The Role of Interfacial Microstructure of Perovskite Thin FIlms - A High Resolution and In Situ Study

Doktorsavhandling, 2009

Perovskite based materials have recently shown to have many unique properties that make them suitable for future electronic devices. In this thesis, the role of the interfacial microstructure on the properties of perovskite thin film heterostructures has been investigated. Thin films of SrRuO3, LaAlO3 and KTaO3 on SrTiO3 substrates have been studied using a number of experimental techniques with the focus on high resolution transmission electron microscopy (TEM). The techniques include high resolution scanning TEM, electron diffraction, x-ray diffraction, atomic force microscopy, Raman spectroscopy and in-situ electric transport measurements. The electrical and chemical properties of SrRuO3 make it a good candidate for electrode material in such devices. However, the properties of thin film SrRuO3 are dependent on the microstructure. An extensive investigation of the microstructure of SrRuO3 thin films grown on (001) SrTiO3 with pulsed laser deposition (PLD) at various growth temperatures is reported. It showed that the presence on nanoscale orientation twinning is related to non-misfit dislocations in the films. Furthermore, a difference in the crystallographic structure and dislocation density is linked to Ru deficiency. A new unique phenomenon has recently been reported for ultrathin films of LaAlO3 on (001) SrTiO3. Both materials are wide band gap insulators but show a conductive interface region. One possible explanation for this unexpected conductivity is that a charge transfer of electrons to the interface is present in order for polar discontinuities at the interface. According to this model, for an interface between KTaO3 and SrTiO3, a charge transfer of holes should be expected.
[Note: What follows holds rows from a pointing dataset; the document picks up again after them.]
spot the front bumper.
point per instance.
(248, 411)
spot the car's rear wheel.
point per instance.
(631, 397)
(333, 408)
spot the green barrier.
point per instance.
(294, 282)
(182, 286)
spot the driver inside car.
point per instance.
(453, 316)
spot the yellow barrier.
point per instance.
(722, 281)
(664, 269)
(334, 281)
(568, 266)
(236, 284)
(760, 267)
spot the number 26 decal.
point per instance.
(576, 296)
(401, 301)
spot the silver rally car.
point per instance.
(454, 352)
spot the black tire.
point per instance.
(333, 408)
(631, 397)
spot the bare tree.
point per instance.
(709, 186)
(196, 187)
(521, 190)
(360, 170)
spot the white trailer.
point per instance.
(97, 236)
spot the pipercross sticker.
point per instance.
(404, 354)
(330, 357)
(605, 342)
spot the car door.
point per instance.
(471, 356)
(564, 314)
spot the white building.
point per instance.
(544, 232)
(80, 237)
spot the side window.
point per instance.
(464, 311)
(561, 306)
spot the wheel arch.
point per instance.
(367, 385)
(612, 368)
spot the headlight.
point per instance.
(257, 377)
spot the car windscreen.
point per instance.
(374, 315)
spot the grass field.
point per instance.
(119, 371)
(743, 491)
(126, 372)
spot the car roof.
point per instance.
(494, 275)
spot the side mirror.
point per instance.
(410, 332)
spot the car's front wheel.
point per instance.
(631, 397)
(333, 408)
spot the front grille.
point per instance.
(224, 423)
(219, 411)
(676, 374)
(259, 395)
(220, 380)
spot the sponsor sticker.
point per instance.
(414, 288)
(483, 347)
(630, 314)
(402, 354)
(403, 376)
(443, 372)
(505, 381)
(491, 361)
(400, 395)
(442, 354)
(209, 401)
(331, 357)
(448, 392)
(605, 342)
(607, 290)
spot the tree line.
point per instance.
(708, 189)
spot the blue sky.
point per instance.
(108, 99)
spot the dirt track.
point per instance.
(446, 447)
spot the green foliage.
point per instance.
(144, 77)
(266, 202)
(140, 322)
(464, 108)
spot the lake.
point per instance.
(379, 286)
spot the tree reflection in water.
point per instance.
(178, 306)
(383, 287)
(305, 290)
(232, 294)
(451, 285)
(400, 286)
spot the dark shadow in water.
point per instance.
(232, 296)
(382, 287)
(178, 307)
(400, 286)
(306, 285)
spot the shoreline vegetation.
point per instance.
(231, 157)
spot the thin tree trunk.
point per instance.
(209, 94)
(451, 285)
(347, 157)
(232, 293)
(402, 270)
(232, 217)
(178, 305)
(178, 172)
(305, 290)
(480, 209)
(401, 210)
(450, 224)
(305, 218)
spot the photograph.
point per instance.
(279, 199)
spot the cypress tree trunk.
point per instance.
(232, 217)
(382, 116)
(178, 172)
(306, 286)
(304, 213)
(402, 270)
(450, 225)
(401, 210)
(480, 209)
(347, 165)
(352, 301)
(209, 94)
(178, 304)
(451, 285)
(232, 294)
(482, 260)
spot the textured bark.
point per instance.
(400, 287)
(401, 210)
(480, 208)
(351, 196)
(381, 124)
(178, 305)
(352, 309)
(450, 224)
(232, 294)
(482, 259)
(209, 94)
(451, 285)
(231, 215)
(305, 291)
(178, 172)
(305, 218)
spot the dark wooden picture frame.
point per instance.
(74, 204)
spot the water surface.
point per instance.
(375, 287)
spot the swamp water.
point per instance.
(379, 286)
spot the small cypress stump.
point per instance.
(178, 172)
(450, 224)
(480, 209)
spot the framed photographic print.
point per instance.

The interfacial microstructure of thin films of LaAlO3 and KTaO3 on (001) SrTiO3 substrates has been investigated using high angle annular dark field (HAADF) STEM imaging. Evidence on material diffusion across the interface is shown and is related to the conductivity of the samples.To extract more information about the interfacial conductivity on these samples, we report on electric transport measurements performed with in situ TEM. This technique offers conductivity measurements to be performed with a lateral precision in the nanometer regime. Furthermore, a new method for sample preparation was developed for these measurements and is described in detail.